John_J_Watson · April 4, 2022, 2:57pm

@ptrblck Thank you VERY much for your suggestions. I am now rebuilding the master branch (11.0) - I will let you know how this goes. Another update is that I traced another model (thinking it could be the model itself)… but this also behaves the same way on my consumer grade h/ware but returns consistent results on server. How bizzare. Even more bizzare is that I have another model I load within the same pgm and this always returns consistent results everywhere.

BTW: would it help if I send you the model at all? just wondered.

best

ptrblck · April 4, 2022, 6:19pm

Yes, the model definition would be helpful to have so that I can export it and try to reproduce the issue.

John_J_Watson · April 4, 2022, 7:09pm

@ptrblck thank you for helping me out on this (still totally baffled by it all and not able to make any progress )

The jit traced model is here:

https://drive.google.com/file/d/1AbUPU9awdcljYZigXJbYjoA8Hh2NiMfx/view?usp=sharing

the model accepts a 1,3,112,112 input and produces a 1,512 output.

The original mode, from which the trace was produced using jit.trace is here:

https://drive.google.com/file/d/1iz9rIXMtZDQTgl95BEshr7WIzAR7li12/view?usp=sharing

Iwill meanwhile try and build the master…

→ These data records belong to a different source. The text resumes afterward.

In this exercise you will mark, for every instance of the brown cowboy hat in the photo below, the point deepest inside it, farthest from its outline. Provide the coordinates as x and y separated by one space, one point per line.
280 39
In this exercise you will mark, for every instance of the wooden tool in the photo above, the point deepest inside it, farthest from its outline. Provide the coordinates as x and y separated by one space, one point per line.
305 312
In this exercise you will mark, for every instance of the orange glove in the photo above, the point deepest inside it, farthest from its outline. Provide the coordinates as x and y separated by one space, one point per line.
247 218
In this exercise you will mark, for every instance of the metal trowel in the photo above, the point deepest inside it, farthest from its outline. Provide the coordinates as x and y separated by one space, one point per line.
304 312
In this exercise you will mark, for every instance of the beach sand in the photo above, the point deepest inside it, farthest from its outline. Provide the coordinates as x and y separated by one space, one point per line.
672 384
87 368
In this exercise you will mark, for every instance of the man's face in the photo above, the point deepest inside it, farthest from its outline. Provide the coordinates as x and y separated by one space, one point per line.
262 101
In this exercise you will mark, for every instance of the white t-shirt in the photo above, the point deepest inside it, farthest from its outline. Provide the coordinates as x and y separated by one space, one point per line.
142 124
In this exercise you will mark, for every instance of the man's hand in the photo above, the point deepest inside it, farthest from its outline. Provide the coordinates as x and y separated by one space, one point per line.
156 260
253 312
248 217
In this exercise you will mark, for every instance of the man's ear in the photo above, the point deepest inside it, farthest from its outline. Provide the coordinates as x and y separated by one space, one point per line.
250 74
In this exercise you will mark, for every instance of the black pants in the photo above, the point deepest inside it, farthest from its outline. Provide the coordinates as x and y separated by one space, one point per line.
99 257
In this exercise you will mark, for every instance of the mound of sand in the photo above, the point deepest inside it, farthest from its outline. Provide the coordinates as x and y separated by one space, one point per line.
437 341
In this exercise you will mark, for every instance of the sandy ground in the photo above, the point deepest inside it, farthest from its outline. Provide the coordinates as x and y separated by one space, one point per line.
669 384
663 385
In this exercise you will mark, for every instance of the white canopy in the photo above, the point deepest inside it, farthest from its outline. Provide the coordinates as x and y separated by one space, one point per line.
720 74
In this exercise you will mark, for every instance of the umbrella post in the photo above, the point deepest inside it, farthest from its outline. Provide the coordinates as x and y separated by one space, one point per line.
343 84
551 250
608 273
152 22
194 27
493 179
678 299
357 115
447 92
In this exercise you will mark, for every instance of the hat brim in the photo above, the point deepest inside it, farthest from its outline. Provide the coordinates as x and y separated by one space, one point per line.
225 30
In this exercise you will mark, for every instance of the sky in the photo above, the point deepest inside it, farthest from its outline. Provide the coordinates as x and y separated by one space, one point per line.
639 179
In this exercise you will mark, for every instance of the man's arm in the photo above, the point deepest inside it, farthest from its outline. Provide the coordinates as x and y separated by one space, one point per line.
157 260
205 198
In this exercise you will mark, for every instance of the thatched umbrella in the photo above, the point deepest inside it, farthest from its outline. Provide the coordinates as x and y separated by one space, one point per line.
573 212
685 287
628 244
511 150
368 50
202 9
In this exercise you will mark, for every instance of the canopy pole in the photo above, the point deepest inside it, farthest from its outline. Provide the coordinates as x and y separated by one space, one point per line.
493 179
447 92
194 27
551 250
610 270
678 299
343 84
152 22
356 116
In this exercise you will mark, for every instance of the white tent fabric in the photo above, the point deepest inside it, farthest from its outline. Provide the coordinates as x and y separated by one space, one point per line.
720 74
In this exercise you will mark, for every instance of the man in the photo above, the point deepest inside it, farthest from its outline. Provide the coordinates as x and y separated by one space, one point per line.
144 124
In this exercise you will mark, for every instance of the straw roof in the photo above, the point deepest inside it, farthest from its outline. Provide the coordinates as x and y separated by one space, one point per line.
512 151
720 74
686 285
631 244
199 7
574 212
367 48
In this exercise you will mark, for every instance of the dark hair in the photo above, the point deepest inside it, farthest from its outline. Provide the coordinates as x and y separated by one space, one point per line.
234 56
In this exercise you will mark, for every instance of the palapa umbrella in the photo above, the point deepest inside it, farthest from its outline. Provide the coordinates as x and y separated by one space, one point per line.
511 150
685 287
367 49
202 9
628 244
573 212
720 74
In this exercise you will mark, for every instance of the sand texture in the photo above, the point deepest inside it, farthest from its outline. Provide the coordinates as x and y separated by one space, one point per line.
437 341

John_J_Watson · April 4, 2022, 8:31pm

@ptrblck so I built the master and ran it again… with all ones like so:

  module_af = torch::jit::load(af_model_path);

    std::vector<torch::jit::IValue> inputs;
    at::Tensor input = torch::ones({1, 3, 112, 112});
    inputs.push_back(input);
    at::Tensor embeds0 = module_af.forward(inputs).toTensor();

Run 1, I get (just the head of the embeds0):

Run 2:

Run 3:

I find the outputs truly bizzare. It even seems like I am maybe doing something very stupid, but I just cannot see how the model can output different numbers with ones as inputs. When the model was jit traced, the model was in eval mode.

John_J_Watson · April 8, 2022, 10:51am

@ptrblck I was wondering/VERY curious if you had managed to reproduce the issue? Thank you for all your help with this.